Another key point in the interview with Karagan and John of Monmouth was about real power is not just the empty, hollow rituals but the real raising of energy and that can only happen when tuning into and experiencing the Rites that you really go beyond description. Language falls far short, and yet so many of us try. The consciousness of interconnection between Self and all that is, is something which is sought in almost every religion, and yet it seems to be a constant battle for people to keep it all pertinent and real. Such an opening does not tend to happen when relying only on what has been set down by others, or by a list of instructions. Each person is unique and therefore while spiritual experiences are in some way similar to one another, they are not ever going to exactly the same for any two people. Also, some of the experiences in any faith, particularly when you do let go and follow it, go far beyond words. There is that occultist’s adage, “To Know, To Will, To Dare and To Keep Silent.” The bit about “Keeping Silent” isn’t always because it is taboo to discuss these experiences, but rather it can also be taken to mean that it is near to impossible to adequately articulate them to someone else. Certainly they are never going to benefit from the telling as they weren’t there and have no frame of reference. Any attempts to do so, more often times than not, fail miserably. Several have done a pretty good job, but those things are very rare and only touch the surface. Still, it is very difficult to look at the works of someone like Hildegaard of Bingen, whether it is her art, her music or her herbals or the art of Michelangelo, the poetry of Rumi and not feel some sense of each of their having really connected to the Divine and everything else on some deeper level.

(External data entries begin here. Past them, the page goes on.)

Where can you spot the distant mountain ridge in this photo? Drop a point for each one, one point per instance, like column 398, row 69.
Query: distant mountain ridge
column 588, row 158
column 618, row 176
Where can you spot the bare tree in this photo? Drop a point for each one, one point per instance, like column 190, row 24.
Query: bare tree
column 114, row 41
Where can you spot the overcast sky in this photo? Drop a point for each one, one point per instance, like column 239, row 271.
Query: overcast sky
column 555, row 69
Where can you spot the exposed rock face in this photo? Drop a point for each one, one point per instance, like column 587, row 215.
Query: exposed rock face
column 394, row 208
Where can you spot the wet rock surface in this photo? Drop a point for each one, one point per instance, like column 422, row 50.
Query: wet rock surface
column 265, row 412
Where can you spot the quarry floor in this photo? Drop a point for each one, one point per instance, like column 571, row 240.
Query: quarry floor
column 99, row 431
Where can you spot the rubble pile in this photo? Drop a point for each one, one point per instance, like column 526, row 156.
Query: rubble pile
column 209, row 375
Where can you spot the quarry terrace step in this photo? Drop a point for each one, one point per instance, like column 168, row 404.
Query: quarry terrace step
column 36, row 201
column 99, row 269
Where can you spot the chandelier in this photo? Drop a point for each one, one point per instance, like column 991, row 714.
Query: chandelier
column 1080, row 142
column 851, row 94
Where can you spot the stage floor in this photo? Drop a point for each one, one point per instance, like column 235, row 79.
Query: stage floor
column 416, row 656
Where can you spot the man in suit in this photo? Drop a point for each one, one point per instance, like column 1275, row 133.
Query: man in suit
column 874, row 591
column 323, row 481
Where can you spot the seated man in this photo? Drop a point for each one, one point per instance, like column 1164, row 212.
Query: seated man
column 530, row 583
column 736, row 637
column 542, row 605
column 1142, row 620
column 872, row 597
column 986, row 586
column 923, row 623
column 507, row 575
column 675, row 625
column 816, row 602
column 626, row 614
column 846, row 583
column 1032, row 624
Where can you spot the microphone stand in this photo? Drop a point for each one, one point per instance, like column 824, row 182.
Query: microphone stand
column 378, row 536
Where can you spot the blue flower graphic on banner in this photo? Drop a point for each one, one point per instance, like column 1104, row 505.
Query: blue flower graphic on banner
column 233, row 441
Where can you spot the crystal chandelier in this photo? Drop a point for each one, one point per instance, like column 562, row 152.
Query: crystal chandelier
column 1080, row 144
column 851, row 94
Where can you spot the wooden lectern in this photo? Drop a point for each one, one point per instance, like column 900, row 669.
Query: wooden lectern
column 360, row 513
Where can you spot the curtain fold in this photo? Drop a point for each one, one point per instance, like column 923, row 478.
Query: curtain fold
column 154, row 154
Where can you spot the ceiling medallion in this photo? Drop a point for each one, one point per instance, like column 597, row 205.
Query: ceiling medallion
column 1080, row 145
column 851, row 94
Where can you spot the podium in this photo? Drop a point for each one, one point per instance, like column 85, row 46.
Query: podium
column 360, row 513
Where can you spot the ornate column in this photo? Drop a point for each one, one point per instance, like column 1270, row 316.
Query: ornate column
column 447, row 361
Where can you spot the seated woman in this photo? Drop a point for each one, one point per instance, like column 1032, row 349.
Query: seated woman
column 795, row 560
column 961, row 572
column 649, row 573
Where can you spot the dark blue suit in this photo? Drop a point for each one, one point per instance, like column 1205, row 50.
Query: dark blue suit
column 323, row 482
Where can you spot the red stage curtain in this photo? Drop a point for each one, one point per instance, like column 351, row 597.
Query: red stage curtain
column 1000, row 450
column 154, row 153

When we let go of the push toward the logical mind, the part of the brain that must always maintain control, we open ourselves to things that we never before experienced or even imagined. Getting to that place where you are at peace with yourself, that either comes with practice, or maybe it a matter of time. I would like to think that wisdom can be gained not just by simply getting older.

1 Comment

Filed under akhu / ancestors, kemetic, pagan, sekhmet, traditional witchcraft

One response to “The Spiritual Art of Letting Go

  1. Ayman Amer

    A couple of comments. One: You are right. People do not learn by merely aging. It is the openness and the accumulation of experiences that give us knowledge and that turns into wisdom at some level. But not everyone is open to learning. Two: The sweetness of God.. Allah in my experience can only be felt by very few people. The Sufi Algazzali has an essay titled “The knowledge that is denied to every one who is not prepared for it”
    المضنون به على غير اهله
    I wish I can translate it better. That type of closeness to god as you say is not discussed because as you say it may be taboo, it is impossible to describe and / or three because it is very uncommon. I find these thoughts intriguing. If everyone just “let go” !!